SparseEfficiencyWarning)
Sights to see
A number of domestic networks are shown below. (The countries are not labeled on purpose, it is expected that the kind reader recognises them.) The intra cluster routes are coloured according to the cluster they belong. The inter cluster routes are in lightgrey colour.
A few remarks are in order.
- If there are more than one clusters, the members of each cluster tend to be close to each other in geographical sense.
- There is also a few examples where a set of destinations are only available from a certain airport (see Japan).
- Local routes between groups of islands are separated (see Japan again).
- There are singleton clusters: These are airports with none (i.g. Imam Khomeini in Tehran) or very few domestic routes.
- In order to unravel the relationship between the Markov clusters and geography of the network one can perform a clustering based on geographycal distances. The two groupings can then be compared.
- There are a few clusters where some members are not connected to the main body of the cluster by intra cluster routes.
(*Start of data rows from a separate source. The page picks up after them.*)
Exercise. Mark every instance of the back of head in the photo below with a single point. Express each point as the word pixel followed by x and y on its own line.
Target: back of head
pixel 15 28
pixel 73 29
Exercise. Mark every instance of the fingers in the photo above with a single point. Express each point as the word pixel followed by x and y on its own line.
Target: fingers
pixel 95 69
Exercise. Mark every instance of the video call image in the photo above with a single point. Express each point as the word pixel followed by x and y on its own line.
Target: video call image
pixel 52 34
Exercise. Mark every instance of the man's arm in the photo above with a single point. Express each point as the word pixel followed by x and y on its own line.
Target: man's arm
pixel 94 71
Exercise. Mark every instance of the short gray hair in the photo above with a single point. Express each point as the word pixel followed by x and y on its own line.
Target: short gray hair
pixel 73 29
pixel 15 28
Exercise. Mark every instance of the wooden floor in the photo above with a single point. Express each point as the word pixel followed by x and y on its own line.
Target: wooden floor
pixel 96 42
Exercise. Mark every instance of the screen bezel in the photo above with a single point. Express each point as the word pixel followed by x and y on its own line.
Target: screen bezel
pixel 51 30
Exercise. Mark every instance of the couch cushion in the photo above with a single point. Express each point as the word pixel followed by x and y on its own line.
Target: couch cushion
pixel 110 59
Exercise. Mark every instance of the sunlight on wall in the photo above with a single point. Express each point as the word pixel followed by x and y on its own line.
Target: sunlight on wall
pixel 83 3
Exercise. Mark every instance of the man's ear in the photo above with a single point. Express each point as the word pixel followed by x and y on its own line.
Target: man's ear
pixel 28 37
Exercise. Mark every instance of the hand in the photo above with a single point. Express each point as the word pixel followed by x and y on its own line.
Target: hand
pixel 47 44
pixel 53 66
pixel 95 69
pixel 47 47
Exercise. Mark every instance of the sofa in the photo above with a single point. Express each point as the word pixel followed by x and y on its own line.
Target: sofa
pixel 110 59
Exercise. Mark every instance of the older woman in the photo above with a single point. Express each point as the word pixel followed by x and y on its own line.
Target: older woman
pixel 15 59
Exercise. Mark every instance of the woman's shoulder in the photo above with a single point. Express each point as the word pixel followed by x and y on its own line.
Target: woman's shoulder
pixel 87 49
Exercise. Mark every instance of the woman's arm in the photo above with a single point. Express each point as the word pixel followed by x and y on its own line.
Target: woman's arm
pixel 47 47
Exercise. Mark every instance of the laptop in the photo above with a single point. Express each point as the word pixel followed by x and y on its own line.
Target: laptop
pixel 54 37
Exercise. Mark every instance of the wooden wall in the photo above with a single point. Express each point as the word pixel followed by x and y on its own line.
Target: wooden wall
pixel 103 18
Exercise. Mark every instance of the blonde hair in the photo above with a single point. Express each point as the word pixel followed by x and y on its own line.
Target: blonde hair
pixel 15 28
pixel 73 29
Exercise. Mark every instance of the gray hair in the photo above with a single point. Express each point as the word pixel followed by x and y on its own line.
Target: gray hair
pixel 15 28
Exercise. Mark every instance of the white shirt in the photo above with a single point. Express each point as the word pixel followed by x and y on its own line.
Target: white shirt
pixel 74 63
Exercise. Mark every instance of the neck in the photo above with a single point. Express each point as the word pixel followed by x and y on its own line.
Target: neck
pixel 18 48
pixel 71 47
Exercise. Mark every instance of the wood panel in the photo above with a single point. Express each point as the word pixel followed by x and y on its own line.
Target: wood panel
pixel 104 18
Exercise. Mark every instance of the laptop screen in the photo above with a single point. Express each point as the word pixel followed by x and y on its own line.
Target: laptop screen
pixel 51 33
Nevertheless, it is more likely to travel to the other members of the cluster by means of random walk.
The composite score has been calculated for all countries which are shown below. It is delightful to see that the edge density (green upward triangles) is low when there is only one cluster. (Please remember, this measure was not minimised explicitly during the classification.)
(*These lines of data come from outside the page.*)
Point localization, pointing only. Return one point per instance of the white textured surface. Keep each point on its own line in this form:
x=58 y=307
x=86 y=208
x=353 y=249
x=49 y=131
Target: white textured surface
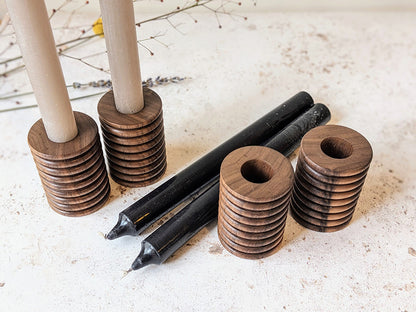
x=362 y=65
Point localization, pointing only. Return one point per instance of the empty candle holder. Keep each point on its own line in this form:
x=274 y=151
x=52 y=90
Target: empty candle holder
x=331 y=170
x=255 y=188
x=134 y=143
x=73 y=174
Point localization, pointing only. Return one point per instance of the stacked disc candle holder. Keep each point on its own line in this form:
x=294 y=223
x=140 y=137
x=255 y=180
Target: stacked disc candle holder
x=255 y=188
x=73 y=173
x=331 y=170
x=134 y=143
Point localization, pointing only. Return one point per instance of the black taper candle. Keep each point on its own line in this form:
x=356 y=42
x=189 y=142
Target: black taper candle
x=172 y=235
x=140 y=215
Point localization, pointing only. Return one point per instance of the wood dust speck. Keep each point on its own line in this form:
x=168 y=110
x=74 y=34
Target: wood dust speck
x=216 y=249
x=412 y=251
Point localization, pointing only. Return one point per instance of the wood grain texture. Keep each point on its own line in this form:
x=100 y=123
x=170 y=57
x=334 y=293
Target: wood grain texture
x=255 y=189
x=42 y=147
x=111 y=117
x=73 y=174
x=336 y=151
x=134 y=143
x=332 y=166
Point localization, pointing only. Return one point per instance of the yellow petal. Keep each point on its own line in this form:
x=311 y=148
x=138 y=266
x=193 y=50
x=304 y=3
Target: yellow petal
x=97 y=27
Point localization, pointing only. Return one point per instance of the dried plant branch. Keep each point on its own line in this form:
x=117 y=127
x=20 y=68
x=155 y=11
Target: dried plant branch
x=84 y=38
x=106 y=84
x=81 y=59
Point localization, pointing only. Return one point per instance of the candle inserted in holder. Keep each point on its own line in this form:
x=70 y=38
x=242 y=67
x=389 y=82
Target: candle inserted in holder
x=65 y=146
x=131 y=117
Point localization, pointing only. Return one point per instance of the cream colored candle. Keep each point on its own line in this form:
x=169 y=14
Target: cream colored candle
x=34 y=35
x=120 y=37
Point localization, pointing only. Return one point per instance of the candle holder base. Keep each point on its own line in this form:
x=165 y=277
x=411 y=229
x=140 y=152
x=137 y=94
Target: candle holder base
x=73 y=174
x=255 y=188
x=332 y=166
x=134 y=143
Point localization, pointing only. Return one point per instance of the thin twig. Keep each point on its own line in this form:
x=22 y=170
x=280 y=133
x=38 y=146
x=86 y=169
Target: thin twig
x=86 y=63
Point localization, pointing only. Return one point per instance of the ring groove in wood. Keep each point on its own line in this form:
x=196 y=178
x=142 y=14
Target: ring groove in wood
x=255 y=190
x=73 y=174
x=332 y=166
x=134 y=143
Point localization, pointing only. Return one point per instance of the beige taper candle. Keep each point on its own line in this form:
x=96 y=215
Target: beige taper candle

The trapping probability, in general, is high. This is due to the fact that each cluster contributes equally to $p_{trap}$. It can be made more balanced the averaged is weighted with the size of the cluster. Nevertheless, it is unit when there is only one cluster, as it is expected to be.
Trip report
We have analysed the domestic air routes for a number of countries using Markov cluster algorithm. Geographical segmentation of the networks has been observed. However, the current algorithm resulted one cluster in many cases, hiding the internal structure of the routes.
Future journeys
We will try to use agglomerative clustering to build a hierarchy of the flight networks.